My 14-year-old son, Sam, recently started volunteering at our local educational television station, BEC-TV. The Station of Champions, as it’s also known, works with our school district to make local programming with volunteer help from middle and high school students. A few days ago, Sam came home, collapsed on the couch after a football shoot, and asked, “Dad, how can you make it so that [name of proprietary AV-over-IP solution] isn’t so laggy?”
As a board member of the Alliance for IP Media Solutions (AIMS) and one of the many volunteers working to promote Internet Protocol Media Experience IPMX, did I have an answer for Sam!
I couldn’t contain my excitement as I told him about the open standard we are working on. Pretty soon, thanks to this standard, the technology will become affordable enough for his school’s TV station to purchase and it will ensure low enough latency that Sam will be able to operate a PTZ camera during a football game without getting a headache. (I may have teared up at the moment explaining this.)
IPMX Goal
When the groups that are working on IPMX reach their goal, it will change everything about Pro AV by meeting the market requirement that trumps all others: multi-vendor interoperability that only open standards can guarantee. Once an effective open standard appears, we migrate from gateways and easy hacks to truly IP-native products that are better in every way than the baseband technology they’re replacing. This inevitable outcome flows from the confidence companies now have in the base-layer platform they are asked to invest in, knowing that access will never be cut off and that they will always be able to support their products and customers.
How do we know that IPMX is that open standard? Of course, nobody has a crystal ball, but we can look at the evidence so far and judge for ourselves.
First, effective open standards start with the right requirements. After taking what we had learned from bringing SMPTE ST 2110 (professional media over managed IP Networks suite of standards) and NMOS (Networked Media Open Specifications) into the broadcast market, we listened carefully to the industry to identify what was needed to meet the exceptionally wide range of requirements found under the Pro AV umbrella. Some highlights include
- a “just works” experience using common off-the-shelf IT (COTs) hardware.
- open standards already familiar to IT wherever possible.
- a common control layer for discovery and connection management.
- a standard built for both live production and presentation workflows.
- the flexibility to use the desired bandwidth to fit the application’s needs, including uncompressed and compressed flows.
- a codec that can deliver visually lossless 4K60 4:4:4 desktop video on a 1Gb connection.
- profiles for WiFi, WAN, and cloud-based infrastructure.
- thoughtful integration and emulation of HDMI and DisplayPort features such as EDID, Hot Plug Detect, CEC, and legally compliant support for HDCP.
"When the groups that are working on IPMX reach their goal, it will change everything about Pro AV by meeting the market requirement that trumps all others: multi-vendor interoperability that only open standards can guarantee."

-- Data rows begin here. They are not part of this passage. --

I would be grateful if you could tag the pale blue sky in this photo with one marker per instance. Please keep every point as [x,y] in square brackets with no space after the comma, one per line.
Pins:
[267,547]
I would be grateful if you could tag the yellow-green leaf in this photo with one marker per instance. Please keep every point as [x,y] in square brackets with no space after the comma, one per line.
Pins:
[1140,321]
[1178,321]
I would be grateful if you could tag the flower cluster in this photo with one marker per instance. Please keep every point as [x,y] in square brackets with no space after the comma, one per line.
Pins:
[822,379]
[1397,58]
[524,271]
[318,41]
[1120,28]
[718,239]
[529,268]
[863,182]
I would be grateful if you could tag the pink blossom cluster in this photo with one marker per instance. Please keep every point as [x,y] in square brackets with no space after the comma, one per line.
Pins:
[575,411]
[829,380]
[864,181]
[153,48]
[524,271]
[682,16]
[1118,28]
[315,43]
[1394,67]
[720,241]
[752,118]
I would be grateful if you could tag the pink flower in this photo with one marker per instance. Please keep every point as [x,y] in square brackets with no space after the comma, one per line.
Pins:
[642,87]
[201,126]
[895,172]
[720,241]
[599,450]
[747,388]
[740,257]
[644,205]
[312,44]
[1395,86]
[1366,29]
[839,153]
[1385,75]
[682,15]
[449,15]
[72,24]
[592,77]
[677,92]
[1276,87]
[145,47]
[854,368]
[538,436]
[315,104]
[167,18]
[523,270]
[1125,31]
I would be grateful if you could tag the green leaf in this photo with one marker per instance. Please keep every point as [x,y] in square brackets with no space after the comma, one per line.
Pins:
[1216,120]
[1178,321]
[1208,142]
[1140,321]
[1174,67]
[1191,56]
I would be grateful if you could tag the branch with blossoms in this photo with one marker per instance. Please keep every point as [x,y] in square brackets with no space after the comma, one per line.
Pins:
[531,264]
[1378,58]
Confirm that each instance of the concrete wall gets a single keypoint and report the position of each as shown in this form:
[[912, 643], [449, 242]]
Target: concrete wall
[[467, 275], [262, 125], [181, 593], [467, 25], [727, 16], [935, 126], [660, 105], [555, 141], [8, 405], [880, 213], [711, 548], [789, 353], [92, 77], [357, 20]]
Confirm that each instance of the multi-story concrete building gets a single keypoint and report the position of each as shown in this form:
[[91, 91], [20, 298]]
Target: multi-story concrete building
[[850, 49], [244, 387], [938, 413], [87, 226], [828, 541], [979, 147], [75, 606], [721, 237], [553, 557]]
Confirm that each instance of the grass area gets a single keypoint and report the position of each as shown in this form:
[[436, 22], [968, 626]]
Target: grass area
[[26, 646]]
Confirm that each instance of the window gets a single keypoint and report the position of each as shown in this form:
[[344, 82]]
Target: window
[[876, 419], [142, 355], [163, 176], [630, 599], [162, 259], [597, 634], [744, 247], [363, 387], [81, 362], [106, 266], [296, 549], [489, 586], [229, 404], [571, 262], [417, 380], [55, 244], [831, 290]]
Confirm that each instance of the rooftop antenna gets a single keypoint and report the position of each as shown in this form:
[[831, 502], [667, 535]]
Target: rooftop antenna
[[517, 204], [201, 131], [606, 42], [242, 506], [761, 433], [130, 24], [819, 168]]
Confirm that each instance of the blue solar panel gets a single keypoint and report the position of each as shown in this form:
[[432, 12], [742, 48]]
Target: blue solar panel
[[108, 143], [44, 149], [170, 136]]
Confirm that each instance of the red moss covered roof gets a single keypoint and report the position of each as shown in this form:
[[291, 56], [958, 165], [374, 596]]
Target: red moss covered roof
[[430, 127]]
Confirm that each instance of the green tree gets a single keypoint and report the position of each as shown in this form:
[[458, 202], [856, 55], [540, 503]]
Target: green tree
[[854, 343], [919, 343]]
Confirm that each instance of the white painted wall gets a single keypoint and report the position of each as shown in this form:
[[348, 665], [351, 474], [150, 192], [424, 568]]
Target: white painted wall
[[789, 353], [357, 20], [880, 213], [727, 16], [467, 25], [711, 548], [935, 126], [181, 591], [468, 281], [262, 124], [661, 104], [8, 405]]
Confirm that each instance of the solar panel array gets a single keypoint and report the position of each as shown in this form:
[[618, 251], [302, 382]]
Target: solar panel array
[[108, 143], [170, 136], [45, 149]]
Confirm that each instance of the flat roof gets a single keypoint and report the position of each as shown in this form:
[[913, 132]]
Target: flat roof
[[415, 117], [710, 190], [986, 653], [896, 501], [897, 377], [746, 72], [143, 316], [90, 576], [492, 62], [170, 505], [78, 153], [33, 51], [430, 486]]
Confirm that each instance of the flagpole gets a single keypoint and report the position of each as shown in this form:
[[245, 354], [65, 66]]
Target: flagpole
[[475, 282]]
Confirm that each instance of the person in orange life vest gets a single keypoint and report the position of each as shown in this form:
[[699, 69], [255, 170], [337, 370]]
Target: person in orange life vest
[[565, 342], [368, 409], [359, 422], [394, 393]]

Because IPMX is built upon SMPTE ST 2110, it starts with a foundation proven at the highest levels of live production. Critically, SMPTE ST 2110 and NMOS were architected for extreme flexibility by having standards broken into composable parts, which allows for the clean and simple extension required by IPMX. Also, thanks to the fact that SMPTE ST 2110 and NMOS stick to widely understood IT standards such as UDP, RTP, PTP, and other TLAs, it has proved a comfortable starting point for Pro AV, requiring only slight tweaks to make it friendly for software and lower-cost or casual use cases. All of this while simplifying interoperability with SMPTE ST 2110 systems, which are very popular in high-end broadcast and Pro AV applications.
In the past two years, engineers from more than 100 companies volunteering at VSF and AMWA have made tremendous progress during multiple working groups, meeting multiple times every week. This energy and teamwork have led to the creation of about a dozen draft recommendations, which are the foundation of future standards, just as happened with SMPTE ST 2110 and NMOS. This progress is attracting more talent from great companies such as AV Pro Global, Barco, Lumens, Magewell, Panduit, and others that have recently joined AIMS, Video Services Forum (VSF), or Advanced Media Workflow Association (AMWA) to support IPMX. This leads to more teamwork and more momentum.
Already, multiple development kits, SoCs, and software SDKs dedicated to IPMX are available or are in progress from companies including Macnica and IntoPix. What’s more, Matrox and Evertz have announced “IPMX Ready” products that are providing class-leading performance based on the available standards today, and these companies are committing to full IPMX support as it continues to evolve.
As momentum continues to build and progress is announced, we hope that you’ll stay tuned and get involved. Joining AIMS, VSF, and AMWA is a great way to start.
I hope you’ll join us soon. I can’t wait to see the creative solutions that designers and engineers will come up with, all thanks to a common open standard as the foundation of our industry in the IT era. Besides, my son has a headache and BEC-TV needs a better camera.